In the meantime at a French office…
Colleague: Bonjour Michel, you are going to the canteen for lunch today? They are serving Tartiflette!
Michel: Non, merci, I’m actually on my way to meet a personal trainer for a session.
Colleague: Ah ouais, pourquoi? You have an injury or you are training for an event?
Michel: No, no, just to exercise.
Colleague: Mais, quoi? Why is it you need to pay someone to exercise?
Michel: I don’t know, it is nice and organized. I have a definite start and finish time, I’ve got the showers and all the equipment, you know.
Colleague: Bah non, I do not know. To me, this sounds cree-zee. You want to exercise, go outside like a normal person! (A French person would not bother saying this under their breath) You know, Michel, there is a mountain right there!
The Colleague points out the window towards the Bastille and Michel just shrugs.
Michel: Still, I am off to the gym.
Michel leaves the room.
Colleague: And he doesn’t even stay for Tartiflette…pfff…incroyable.
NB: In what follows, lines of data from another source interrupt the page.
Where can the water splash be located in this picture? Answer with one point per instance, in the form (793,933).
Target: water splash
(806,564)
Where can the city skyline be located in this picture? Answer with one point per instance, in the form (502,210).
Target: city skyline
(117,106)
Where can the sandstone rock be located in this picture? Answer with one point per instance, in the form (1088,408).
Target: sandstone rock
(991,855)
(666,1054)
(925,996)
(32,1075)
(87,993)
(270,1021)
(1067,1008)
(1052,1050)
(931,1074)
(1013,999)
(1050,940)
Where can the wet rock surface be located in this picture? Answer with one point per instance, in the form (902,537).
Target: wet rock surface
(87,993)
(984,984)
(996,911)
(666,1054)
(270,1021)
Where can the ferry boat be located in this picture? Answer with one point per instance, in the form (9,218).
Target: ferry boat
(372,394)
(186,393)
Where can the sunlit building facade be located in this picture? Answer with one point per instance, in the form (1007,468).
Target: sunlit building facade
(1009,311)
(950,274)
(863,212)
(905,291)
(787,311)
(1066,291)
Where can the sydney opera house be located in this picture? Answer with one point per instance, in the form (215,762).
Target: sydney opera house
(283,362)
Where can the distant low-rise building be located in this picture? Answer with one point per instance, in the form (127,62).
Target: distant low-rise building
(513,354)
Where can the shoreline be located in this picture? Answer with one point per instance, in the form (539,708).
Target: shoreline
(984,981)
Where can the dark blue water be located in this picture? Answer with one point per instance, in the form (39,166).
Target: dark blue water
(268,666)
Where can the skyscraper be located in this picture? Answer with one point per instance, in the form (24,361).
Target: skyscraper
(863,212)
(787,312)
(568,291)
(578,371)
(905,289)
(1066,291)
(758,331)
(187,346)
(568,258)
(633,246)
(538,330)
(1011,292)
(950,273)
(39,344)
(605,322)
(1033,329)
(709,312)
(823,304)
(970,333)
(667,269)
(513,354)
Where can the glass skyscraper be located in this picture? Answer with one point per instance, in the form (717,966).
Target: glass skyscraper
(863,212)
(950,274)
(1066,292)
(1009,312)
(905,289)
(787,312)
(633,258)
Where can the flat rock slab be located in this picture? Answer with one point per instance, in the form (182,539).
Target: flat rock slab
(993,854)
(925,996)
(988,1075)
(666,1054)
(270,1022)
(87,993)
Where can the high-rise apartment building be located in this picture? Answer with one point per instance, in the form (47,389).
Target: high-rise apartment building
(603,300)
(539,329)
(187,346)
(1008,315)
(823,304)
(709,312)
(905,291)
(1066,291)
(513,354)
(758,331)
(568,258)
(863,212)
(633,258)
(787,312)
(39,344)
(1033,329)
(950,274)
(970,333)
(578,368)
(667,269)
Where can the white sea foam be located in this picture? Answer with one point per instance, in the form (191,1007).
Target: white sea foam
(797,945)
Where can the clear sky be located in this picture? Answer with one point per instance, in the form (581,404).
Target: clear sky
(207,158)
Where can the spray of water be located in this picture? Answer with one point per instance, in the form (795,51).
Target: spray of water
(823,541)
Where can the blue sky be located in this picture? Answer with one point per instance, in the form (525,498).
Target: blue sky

He must secretly have a very bad injury and is trying to hide it. I must discuss this with everyone over lunch in the canteen.
I look back at my well-dressed friend and sigh, I suppose I will forever be the type to “miss the tartiflette,” ensuring that I am always prepared for any potential physical exertion; and I can’t help but worry that in doing so, perhaps I am losing out on the joys that come with having a spontaneous moment in nature. I mean, is it really so awful if I sweat a bit in clothing that won’t automatically whisk it away from my skin? Am I so precious that I can’t get a little grime on my feet or dirt under my bra straps?
“MERDE!” My friend shouts and I turn around to see what has happened.
Thick, wet mud is oozing out of her black flat and she is flailing about as the miniature swamp beneath her foot threatens to swallow the shoe entirely.
I answer my own questions: yes.
*In my original post I had a bit in here about rate of incline but I am too moronic at math and had it incorrect so I have removed it…and all references to numbers which is wise because they just confuse me.
** I am not exaggerating. I have seen him go on hikes wearing flip-flops.